Google’s Gemini models represent a powerful leap forward in multimodal AI, particularly in their ability to process and transcribe audio content with remarkable accuracy. However, even advanced models require robust monitoring and evaluation frameworks to ensure consistent quality in production environments.
This is where Arize’s tracing and evaluation capabilities become invaluable. By combining Gemini’s audio transcription prowess with Arize AX’s OpenTelemetry-based tracing infrastructure and the Phoenix evaluation framework, developers can gain unprecedented visibility into their audio processing pipelines.
This blog walks through implementing a complete workflow that not only generates high-quality transcriptions, but also traces each step of the process and evaluates Gemini’s transcription outputs for sentiment analysis, allowing teams to identify issues, measure quality, and continuously improve their audio-based AI applications.
Let’s jump in!
Setting Up Your Environment
The rest of this blog is based on the accompanying tutorial notebook.
Before diving into audio processing with Gemini and tracing with Arize, we need to set up our environment with the necessary dependencies and API configurations. This section will guide you through the installation process and credential setup.
Get Started with Arize AX and Google Cloud
- Sign up for a free Arize AX account and access space, api and developer keys.
- Set up a Google Cloud account and a project ID with access to Gemini API in order to access Gemini Models used in this tutorial.
%pip install -q -U google-genai arize-phoenix-evals arize-phoenix opentelemetry-api opentelemetry-sdk openinference-semantic-conventions arize-otel
Once the dependencies are installed, we can import the necessary modules:
from google import genai
import getpass
import os
import opentelemetry
from opentelemetry import trace
from arize.otel import register
from opentelemetry.trace import Status, StatusCode
from opentelemetry.semconv.trace import SpanAttributes
Configuring API Credentials
Next, we need to set up our API credentials for both Gemini and Arize. For this tutorial you will need a Gemini API Key and Arize Space ID, API Key and Developer Key.
# Configure Gemini API key
GEMINI_API_KEY = getpass.getpass(prompt="Enter your Gemini API Key: ")
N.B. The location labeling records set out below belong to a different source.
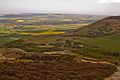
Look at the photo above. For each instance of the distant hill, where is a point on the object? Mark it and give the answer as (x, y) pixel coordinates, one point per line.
(104, 27)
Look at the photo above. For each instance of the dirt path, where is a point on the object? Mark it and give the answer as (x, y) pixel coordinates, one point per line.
(115, 76)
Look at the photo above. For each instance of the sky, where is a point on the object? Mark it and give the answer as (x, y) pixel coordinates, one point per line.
(94, 7)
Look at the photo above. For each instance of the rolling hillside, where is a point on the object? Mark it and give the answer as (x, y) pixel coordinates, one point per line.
(104, 27)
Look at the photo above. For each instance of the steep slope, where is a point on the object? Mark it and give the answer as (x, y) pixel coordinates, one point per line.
(106, 26)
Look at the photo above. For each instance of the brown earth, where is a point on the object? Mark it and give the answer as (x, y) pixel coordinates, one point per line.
(54, 71)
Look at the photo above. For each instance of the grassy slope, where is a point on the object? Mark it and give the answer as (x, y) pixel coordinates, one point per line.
(110, 42)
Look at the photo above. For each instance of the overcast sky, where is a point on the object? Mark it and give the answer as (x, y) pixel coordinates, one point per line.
(104, 7)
gemini_client = genai.Client(api_key=GEMINI_API_KEY)
# Configure Arize credentials
ARIZE_SPACE_ID = getpass.getpass(prompt="Enter your ARIZE SPACE ID Key: ")
ARIZE_API_KEY = getpass.getpass(prompt="Enter your ARIZE API Key: ")
ARIZE_DEVELOPER_KEY = getpass.getpass(prompt="Enter your ARIZE DEVELOPER Key: ")
PROJECT_NAME = "gemini-audio" # Set this to any name you'd like for your app
Setting Up OpenTelemetry Tracing
With our credentials in place, we can now initialize the OpenTelemetry tracing infrastructure that will power our observability pipeline. Arize provides a convenient register function that handles most of the setup for us:
# Setup OTel via our convenience function
tracer_provider = register(
space_id = ARIZE_SPACE_ID,
api_key = ARIZE_API_KEY,
project_name = PROJECT_NAME,
)
trace.set_tracer_provider(tracer_provider)
tracer = trace.get_tracer(__name__)
This configuration establishes the connection between our application and the Arize platform, allowing us to send traces and spans that capture the full lifecycle of our audio processing pipeline.
Preparing Audio Sample
For this tutorial, we’ll use a sample audio file—a recording of President John F. Kennedy’s 1961 State of the Union address. Let’s download it and upload it to Gemini:
# Define the audio file URL
URL = "https://storage.googleapis.com/generativeai-downloads/data/State_of_the_Union_Address_30_January_1961.mp3"
# Download the audio file
!wget -q $URL -O sample.mp3
# Upload the audio file to Gemini
your_file = gemini_client.files.upload(file='sample.mp3')
With this setup complete, we now have all the necessary components to begin processing audio with Gemini and tracking the entire process using Arize’s tracing capabilities.
Audio Processing with Gemini and Tracing with Arize
Now that our environment is configured, we can implement the core functionality of our application: processing audio with Gemini while tracing the entire workflow with Arize. This section demonstrates how to create a structured tracing pipeline that captures each step of the audio transcription process.
Defining the Transcription Task
Let’s start by defining a simple prompt to direct Gemini’s transcription. For this example, we’ll focus on a specific segment of the audio file:
prompt = "Provide a transcript of the speech from 01:00 to 01:30."
Implementing Tracing with OpenTelemetry
One of the key benefits of using Arize’s tracing framework is the ability to create structured spans that represent different stages of our processing pipeline. For brevity, we’ll create three spans to represent our workflow:
- audio_input: Records the initial input prompt
- process_audio: Captures the actual LLM processing of the audio file
- transcript_output: Logs the final transcript result
This hierarchical structure allows us to visualize the complete flow of data through our application and measure performance at each stage.
# Instrumentation: Generate 3 Spans: audio_input --> process_audio with Gemini --> transcription text output
with tracer.start_as_current_span(
"audio_input",
openinference_span_kind="chain",
) as span:
span.set_attribute("input.value", prompt)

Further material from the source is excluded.